Robinson is a writer who excels in creating beautiful, impactful imagery, particularly in relation to the land. I grew up in various different areas BC, particularly on the coast and the lower mainland before moving into the interior. And even when Robinson writes about areas I’ve never been to I feel like I am there thanks to her writing. Between my memories and her words I can taste the salt of the Pacific, walk the sidewalks of Hasting Street, smell the tang of cedar trees, trace the outline of the horizon where the sky meets the ocean, lean back under the bulk of the mountains. I go home when I read her books after having lived away from BC for so long.

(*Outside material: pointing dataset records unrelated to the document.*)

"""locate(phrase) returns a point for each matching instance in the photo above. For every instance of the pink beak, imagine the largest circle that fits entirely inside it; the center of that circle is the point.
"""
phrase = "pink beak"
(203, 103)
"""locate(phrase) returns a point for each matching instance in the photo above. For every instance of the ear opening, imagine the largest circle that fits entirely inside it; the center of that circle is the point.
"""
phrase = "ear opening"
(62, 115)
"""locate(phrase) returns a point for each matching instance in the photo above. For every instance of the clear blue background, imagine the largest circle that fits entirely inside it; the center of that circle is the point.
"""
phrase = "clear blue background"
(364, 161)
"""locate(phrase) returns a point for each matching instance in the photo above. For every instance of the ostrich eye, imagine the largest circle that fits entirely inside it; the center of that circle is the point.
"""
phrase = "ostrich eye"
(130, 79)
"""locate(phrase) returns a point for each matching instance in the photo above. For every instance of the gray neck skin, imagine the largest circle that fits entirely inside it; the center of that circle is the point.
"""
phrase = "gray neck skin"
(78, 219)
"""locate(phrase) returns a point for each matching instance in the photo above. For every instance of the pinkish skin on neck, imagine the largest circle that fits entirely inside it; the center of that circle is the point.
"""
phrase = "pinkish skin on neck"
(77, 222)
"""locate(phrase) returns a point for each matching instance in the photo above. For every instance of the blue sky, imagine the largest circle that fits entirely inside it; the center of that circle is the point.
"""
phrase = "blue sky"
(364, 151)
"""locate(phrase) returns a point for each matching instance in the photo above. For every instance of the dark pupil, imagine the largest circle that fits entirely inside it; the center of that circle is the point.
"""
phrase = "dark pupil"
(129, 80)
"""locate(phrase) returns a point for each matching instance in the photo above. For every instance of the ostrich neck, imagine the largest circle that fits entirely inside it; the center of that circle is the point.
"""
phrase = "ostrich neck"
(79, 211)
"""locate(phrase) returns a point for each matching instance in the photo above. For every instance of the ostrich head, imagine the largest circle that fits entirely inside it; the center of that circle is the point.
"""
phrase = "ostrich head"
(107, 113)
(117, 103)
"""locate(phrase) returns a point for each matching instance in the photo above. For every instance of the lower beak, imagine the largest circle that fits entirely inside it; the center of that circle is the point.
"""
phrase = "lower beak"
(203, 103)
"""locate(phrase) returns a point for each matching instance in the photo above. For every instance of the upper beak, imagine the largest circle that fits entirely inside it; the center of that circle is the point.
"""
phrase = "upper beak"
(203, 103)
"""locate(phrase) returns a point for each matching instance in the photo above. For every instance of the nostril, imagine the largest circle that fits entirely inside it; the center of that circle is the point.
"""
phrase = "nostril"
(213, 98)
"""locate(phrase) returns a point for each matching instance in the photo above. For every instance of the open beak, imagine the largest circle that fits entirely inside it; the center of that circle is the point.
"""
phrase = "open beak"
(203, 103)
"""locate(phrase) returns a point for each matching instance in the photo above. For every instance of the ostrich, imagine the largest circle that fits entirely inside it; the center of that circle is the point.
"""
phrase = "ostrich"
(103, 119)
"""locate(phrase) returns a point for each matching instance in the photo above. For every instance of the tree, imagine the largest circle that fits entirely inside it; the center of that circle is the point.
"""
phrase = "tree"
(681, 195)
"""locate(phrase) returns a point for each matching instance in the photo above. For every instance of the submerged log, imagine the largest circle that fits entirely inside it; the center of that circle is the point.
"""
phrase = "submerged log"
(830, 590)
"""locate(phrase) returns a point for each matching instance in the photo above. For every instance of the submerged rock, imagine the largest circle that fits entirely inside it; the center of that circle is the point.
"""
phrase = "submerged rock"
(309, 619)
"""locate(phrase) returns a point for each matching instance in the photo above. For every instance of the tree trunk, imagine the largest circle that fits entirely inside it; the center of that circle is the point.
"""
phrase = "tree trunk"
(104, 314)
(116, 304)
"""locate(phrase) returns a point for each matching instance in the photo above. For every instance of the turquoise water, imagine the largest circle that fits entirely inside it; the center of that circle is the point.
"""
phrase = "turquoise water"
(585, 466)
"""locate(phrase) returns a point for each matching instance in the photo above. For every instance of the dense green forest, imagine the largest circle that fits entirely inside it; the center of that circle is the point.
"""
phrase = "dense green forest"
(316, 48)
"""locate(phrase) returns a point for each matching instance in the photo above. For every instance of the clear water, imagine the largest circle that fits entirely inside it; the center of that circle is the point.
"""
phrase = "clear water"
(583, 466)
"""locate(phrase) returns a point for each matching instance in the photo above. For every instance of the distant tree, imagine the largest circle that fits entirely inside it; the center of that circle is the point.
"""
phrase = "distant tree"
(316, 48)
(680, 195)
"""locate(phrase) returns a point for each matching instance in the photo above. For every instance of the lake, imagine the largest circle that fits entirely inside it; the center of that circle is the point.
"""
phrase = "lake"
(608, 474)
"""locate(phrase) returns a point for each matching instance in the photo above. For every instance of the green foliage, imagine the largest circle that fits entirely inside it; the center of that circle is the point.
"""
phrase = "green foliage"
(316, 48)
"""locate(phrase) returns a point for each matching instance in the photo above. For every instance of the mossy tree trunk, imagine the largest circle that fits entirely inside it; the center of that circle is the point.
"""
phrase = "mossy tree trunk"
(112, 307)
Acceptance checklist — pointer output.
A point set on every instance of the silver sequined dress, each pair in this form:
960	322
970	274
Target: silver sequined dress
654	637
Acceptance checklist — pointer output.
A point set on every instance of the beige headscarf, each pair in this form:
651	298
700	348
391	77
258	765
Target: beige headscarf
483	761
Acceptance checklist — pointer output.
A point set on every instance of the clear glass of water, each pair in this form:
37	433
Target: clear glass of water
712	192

After reading “Terminal Avenue” I decided to pick up Monkey Beach for CanLit Bingo 2016. It turned out to be one of the best reading decisions I made as it was one of the best books I read in 2016. Monkey Beach is a story of growing up, loss, community, living myths and legends. The narrative weaves between past as present as Lisamarie remembers her childhood growing up in Kitamaat as she journeys by speedboat up the Douglas Channel looking for her brother’s body who died by drowning.
In as much as she excels in description and imagery, Robinson is also a writer who is able to craft incredible characters. Although Monkey Beach has beautiful descriptions of the land, it’s truly the characters and their relationships that draw the reader in. Monkey Beach is the story of a family and community, all circling and coming together in relation to each other.
When I heard that Robinson was coming out with a new novel, Son of a Trickster, I was super excited. I wasn’t sure how she was going to handle the transition from literary fiction to YA, but grabbed it from the library the moment I saw it on the shelf. Son of a Trickster is a hilarious read. It’s dark in parts, following Jared who’s a teenage pothead as he struggles with his divorced parents, his family falling apart, falling in love, getting into trouble. But even in the darkest moments Robinson’s writing and humour shines through. Her ability to write compelling characters has really expanded and the dialogue is fantastic. I’ve never read a book where dialogue read exactly how people would speak or that made me laugh so much. Robinson is fantastic at writing teen characters and I really hope this book gets picked up by the larger YA community outside of Canada.
Although I haven’t read Traplines, Blood Sports or Sasquatch at Home yet, Robinson is very much one of my favourite authors and I plan on reading everything she’s written and her books to come.
If you’re interested I also recommend checking out some of the recent interviews she’s done about Son of a Trickster on CBC The Next Chapter, CBC Unreserved, and the CBC Unreserved Indigenous Reads Panel discussion on Son of a Trickster. She talks about her writing process, oral storytelling, and how she managed to get into the mindset of a teenage boy to write Jared.